The Oxford English Dictionary defines 6,15,100 words and illustrates their usage with 24,36,600 quotations. Of these words, 41,700 are obsolete, so you won’t be using them very often. There are even 240 ghost words — words that have never existed outside dictionaries.
The OED distinguishes 430 senses for the verb set. Is each a separate word? The OED does not include slang words or technical jargon, both categories being prolific generators of new (and often ephemeral) words.
It is certain, though, that English (because of its economic, political and cultural connections) has produced more words than any other language.
By 1066, English contained some 50,000 words. That is about the number that a well-educated speaker of English uses today.
In the High Middle Ages the number of words available grew to about 1,00,000 (with the introduction of French and Latin synonyms and abstract terms).

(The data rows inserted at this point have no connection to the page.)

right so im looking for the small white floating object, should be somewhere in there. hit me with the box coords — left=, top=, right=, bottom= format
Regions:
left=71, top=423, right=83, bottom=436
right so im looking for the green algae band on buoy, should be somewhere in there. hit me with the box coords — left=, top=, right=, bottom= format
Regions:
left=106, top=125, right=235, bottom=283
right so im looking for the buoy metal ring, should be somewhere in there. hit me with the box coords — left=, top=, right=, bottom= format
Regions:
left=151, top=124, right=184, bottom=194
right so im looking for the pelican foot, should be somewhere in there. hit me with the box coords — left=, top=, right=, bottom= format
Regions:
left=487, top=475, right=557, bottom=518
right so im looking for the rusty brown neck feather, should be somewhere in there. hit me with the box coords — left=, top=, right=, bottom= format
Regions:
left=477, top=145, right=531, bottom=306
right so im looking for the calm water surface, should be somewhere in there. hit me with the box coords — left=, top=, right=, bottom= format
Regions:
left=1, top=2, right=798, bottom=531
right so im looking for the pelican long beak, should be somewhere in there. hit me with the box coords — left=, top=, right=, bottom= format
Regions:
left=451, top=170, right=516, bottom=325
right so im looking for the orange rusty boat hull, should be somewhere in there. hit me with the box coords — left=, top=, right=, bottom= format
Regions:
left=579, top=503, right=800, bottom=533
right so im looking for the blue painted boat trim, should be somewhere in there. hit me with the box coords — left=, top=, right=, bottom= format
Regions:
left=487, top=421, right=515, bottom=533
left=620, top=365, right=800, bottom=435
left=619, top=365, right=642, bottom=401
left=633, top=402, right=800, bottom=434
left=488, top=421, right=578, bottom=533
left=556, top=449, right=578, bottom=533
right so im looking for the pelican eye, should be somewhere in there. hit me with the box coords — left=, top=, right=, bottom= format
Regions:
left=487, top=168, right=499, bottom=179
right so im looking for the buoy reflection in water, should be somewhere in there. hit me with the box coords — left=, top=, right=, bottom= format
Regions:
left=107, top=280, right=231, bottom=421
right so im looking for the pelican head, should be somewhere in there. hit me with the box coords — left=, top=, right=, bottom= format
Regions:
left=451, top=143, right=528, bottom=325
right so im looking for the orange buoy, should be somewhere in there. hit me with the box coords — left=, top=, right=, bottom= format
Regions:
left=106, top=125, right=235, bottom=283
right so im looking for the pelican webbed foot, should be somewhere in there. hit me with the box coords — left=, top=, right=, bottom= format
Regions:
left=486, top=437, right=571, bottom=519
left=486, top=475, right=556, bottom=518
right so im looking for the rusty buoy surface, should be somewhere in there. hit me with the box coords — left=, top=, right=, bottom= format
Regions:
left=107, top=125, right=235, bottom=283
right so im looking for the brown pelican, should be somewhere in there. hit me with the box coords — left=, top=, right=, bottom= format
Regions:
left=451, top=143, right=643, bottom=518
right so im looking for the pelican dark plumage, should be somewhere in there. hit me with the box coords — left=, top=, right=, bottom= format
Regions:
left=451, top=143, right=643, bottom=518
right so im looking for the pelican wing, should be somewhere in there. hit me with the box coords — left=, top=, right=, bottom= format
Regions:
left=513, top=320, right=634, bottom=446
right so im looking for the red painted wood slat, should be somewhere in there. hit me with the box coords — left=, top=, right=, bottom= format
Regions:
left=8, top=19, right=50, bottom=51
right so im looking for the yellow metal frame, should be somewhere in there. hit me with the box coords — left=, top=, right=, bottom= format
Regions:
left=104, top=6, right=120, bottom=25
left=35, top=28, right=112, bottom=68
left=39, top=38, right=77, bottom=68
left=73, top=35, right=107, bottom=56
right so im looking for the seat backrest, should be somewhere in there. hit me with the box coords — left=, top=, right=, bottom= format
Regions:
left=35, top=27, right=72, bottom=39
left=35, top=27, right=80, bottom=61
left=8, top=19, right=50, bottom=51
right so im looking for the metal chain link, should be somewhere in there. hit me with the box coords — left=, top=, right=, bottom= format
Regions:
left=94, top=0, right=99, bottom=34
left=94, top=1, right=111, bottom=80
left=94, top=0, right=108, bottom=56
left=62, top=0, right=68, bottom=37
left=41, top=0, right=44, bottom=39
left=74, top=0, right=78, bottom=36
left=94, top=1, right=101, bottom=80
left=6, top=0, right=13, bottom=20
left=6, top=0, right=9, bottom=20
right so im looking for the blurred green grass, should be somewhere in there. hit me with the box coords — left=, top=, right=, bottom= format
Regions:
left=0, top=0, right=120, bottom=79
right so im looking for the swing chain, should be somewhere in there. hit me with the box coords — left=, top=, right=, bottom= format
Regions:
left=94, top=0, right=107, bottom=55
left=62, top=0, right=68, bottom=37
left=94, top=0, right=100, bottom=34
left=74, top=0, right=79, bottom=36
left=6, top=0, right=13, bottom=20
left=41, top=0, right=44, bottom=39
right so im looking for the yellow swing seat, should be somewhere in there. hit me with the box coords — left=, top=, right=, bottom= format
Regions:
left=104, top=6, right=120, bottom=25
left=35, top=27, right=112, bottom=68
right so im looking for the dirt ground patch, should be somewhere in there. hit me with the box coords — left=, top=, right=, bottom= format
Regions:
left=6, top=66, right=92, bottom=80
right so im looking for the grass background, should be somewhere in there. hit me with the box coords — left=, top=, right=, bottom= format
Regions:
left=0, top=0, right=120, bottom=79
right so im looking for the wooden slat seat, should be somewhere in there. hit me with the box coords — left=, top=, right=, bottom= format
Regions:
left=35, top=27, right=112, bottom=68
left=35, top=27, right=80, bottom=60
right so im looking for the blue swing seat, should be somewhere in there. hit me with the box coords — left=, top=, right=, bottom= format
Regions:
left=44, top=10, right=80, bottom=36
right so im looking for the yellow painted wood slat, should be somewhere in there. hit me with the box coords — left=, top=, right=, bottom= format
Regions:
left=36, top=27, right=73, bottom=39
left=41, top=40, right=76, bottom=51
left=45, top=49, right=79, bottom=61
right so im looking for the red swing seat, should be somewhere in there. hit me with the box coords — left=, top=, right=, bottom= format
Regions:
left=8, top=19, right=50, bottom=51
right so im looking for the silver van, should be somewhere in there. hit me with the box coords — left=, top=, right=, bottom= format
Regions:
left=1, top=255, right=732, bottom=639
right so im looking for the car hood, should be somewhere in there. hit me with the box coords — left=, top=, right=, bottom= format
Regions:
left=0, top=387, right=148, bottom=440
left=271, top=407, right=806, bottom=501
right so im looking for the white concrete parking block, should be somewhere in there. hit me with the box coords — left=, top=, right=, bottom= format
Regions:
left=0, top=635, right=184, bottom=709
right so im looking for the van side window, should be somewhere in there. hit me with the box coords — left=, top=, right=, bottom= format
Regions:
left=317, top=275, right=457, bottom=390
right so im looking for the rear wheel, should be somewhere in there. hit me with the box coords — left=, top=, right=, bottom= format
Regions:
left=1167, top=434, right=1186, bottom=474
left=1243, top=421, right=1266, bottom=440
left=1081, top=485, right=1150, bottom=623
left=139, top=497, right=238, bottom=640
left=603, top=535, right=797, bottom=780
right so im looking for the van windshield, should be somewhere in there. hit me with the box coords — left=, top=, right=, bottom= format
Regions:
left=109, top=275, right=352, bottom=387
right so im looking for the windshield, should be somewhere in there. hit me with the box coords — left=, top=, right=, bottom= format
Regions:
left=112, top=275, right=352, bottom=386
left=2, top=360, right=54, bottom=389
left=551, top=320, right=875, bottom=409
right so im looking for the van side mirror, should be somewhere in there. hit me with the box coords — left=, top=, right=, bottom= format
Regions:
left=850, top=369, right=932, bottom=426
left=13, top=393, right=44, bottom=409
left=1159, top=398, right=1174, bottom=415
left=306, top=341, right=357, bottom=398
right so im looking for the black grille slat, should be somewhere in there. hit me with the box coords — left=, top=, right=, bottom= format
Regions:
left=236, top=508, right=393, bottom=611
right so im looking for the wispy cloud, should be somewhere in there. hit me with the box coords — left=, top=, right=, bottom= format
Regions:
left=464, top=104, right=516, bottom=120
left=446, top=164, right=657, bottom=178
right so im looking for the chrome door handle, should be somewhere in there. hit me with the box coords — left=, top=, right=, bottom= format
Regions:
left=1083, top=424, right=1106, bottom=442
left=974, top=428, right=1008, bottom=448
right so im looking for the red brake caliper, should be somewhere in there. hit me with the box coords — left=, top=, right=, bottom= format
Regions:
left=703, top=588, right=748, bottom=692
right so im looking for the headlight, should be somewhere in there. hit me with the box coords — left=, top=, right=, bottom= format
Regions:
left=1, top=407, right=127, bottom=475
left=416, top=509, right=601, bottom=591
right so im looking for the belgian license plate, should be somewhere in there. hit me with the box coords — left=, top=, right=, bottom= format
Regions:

In the age of Shakespeare the lexicon had swollen to about 2,00,000.
People overestimate how many words Shakespeare himself introduced into English. They often think he invented every word of which the dictionary shows him to have been the first user. But he is quoted so much because his works have been carefully studied, and because his printed plays exist, while many playwrights’ works have been lost.
The number of different words that he uses is about 20,000. (Professor Crystal points out that the First Folio contains these forms of the word take: take, takes, taketh, taking, tak’n, taken, tak’st, tak’t, took, took’st, tooke, tookst. Yet we naturally count them as one word.)
The number of words in Shakespeare’s day doubled after the Industrial Revolution. The growth of science made English vocabulary simply uncountable. Chapman and Hall’s chemical dictionaries include half a million compounds.
A chemist could work out what many of these compound names mean. That is one of the characteristics of vocabulary — that passive vocabulary outstrips active vocabulary; that is to say, we recognise more words than we use.
If you spent a year with a word-recognition computer you might get a fairly accurate idea of your general active vocabulary. If, after a while, you changed your company from that of musicians to that of patent agents, you’d chalk up thousands more words.
Anyone with 50,000 words available for use, with another 12,000 understood, is doing pretty well.
I’d say that there are easily a million words in English that you do not know. And nor do I.